Pagination and redirected URL

geo · December 17, 2019, 2:27pm

I have a problem with pagination when using Web Scraper. The problem is that the URL in the address bar of the site I want to scrape is repeatedly redirected to the first page of the website. So when I want to scrape …. p[2-5], this results in a csv-file with four times the same contents: those of the first page.

During the scraping process, I see all pages pass by, and after each page I see the first page again, where it’s redirected to (and is apparently scraped after the redirection). Does someone have an idea how I can scrape every page with the right contents?

Thanks in advance!

Url: https://www.funda.nl/en/huur/heel-nederland/verhuurd/sorteer-afmelddatum-af/

Sitemap:
{"_id":"rented","startUrl":["https://www.funda.nl/huur/heel-nederland/verhuurd/sorteer-afmelddatum-af/p[2-5]"],"selectors":[{"id":"element","type":"SelectorElement","parentSelectors":["_root"],"selector":"div.search-result-content","multiple":true,"delay":0},{"id":"prijs","type":"SelectorText","parentSelectors":["element"],"selector":"[data-global-id='4979865'] span.search-result-price","multiple":false,"regex":"","delay":0},{"id":"straat","type":"SelectorText","parentSelectors":["element"],"selector":"[data-search-result-item-anchor='86788864'] h2","multiple":false,"regex":"","delay":0},{"id":"postcode","type":"SelectorText","parentSelectors":["element"],"selector":"small","multiple":false,"regex":"","delay":0},{"id":"oppervlak","type":"SelectorText","parentSelectors":["element"],"selector":"li span","multiple":false,"regex":"","delay":0},{"id":"prijs2","type":"SelectorText","parentSelectors":["element"],"selector":"span.search-result-price","multiple":false,"regex":"","delay":0}]}

webber · December 18, 2019, 2:42pm

Just an issue with the page itself. For some reason, it does not allow to use new links to navigate through the page.

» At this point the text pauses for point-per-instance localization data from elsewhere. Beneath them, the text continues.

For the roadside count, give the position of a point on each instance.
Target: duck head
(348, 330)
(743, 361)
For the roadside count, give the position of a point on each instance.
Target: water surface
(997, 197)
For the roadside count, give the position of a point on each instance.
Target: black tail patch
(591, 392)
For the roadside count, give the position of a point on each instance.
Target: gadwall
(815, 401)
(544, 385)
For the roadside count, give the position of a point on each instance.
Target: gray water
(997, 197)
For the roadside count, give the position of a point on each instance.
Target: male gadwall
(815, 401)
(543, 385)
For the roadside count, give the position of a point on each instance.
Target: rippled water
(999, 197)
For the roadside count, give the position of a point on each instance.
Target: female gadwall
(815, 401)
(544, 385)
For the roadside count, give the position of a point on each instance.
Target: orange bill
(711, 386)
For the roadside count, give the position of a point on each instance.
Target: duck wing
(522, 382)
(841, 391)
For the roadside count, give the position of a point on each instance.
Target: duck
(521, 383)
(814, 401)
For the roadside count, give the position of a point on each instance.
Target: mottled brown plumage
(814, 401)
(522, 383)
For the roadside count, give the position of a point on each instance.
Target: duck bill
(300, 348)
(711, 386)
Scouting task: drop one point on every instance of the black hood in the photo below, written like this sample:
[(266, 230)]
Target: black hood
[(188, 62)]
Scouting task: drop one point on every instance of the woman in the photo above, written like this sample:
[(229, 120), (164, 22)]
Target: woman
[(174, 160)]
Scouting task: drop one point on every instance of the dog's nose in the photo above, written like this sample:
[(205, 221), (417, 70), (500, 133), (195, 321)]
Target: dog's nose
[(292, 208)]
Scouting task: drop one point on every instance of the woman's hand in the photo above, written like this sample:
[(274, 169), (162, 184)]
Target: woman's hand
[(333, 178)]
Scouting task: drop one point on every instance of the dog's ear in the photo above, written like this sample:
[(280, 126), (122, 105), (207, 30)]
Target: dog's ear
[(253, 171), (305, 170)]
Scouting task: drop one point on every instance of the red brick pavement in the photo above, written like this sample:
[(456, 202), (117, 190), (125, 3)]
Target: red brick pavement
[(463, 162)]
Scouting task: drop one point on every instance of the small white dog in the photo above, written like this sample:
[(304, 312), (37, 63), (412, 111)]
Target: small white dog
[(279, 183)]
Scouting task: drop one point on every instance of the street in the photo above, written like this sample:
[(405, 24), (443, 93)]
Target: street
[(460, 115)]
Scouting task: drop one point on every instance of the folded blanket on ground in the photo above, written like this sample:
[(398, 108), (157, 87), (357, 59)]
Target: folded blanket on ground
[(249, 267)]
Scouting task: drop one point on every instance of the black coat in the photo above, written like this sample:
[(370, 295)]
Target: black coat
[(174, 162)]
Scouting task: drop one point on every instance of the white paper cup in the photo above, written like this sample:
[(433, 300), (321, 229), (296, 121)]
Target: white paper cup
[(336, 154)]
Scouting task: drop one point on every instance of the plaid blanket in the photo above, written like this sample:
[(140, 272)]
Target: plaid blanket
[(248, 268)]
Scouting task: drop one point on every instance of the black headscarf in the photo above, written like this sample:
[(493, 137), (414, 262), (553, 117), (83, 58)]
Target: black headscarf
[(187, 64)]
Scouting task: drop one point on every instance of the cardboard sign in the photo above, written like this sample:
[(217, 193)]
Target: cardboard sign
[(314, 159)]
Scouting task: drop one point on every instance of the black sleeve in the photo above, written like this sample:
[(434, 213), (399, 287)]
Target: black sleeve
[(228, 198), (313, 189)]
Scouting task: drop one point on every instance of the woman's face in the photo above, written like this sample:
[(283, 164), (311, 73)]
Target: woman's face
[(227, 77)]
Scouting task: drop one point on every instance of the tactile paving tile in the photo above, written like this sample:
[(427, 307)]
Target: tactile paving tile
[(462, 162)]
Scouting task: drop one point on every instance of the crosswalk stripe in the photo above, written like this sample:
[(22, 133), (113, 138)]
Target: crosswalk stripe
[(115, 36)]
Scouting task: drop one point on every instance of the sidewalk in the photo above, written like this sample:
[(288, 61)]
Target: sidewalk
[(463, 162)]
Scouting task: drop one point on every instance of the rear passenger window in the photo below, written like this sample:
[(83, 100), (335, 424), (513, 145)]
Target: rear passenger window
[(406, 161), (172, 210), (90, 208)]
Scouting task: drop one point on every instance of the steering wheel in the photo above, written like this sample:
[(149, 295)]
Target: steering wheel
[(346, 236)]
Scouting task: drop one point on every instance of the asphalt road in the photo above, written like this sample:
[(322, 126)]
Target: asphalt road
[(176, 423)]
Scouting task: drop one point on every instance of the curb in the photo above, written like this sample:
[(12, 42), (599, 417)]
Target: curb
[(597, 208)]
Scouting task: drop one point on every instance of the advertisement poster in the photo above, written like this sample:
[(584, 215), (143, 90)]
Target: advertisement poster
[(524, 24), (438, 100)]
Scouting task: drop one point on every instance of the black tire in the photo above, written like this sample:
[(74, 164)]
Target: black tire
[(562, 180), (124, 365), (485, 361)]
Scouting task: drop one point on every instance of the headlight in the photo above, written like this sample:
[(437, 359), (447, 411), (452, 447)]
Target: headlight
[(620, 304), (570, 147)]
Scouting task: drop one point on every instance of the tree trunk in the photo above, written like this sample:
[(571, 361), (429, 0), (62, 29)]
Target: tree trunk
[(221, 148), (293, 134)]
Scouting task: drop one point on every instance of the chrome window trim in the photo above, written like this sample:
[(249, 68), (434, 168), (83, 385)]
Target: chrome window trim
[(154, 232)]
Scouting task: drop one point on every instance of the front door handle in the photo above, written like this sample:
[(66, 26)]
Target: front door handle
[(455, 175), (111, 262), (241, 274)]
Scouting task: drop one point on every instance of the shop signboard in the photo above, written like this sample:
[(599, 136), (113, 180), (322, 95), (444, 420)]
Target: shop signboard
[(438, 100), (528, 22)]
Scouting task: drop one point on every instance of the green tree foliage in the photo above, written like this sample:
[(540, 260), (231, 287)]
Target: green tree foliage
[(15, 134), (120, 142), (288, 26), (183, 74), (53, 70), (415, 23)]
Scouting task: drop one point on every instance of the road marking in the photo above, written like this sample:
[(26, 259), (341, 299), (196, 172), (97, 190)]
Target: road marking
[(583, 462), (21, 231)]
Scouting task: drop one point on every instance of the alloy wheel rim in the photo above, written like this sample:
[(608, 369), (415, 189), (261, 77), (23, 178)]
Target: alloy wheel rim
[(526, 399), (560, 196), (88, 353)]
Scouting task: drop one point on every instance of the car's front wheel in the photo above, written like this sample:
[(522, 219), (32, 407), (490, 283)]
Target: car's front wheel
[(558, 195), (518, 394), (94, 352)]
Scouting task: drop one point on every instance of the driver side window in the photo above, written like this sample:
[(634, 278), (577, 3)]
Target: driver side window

You can use an Element Click selector to paginate through an hope you will not run out of RAM, as there are quite a lot of pages to iterate through.

If you do run out of RAM and the scraper crashes, you can try and filter the results down a bit and split this into multiple sitemaps to increase the chances to get through all of the pages.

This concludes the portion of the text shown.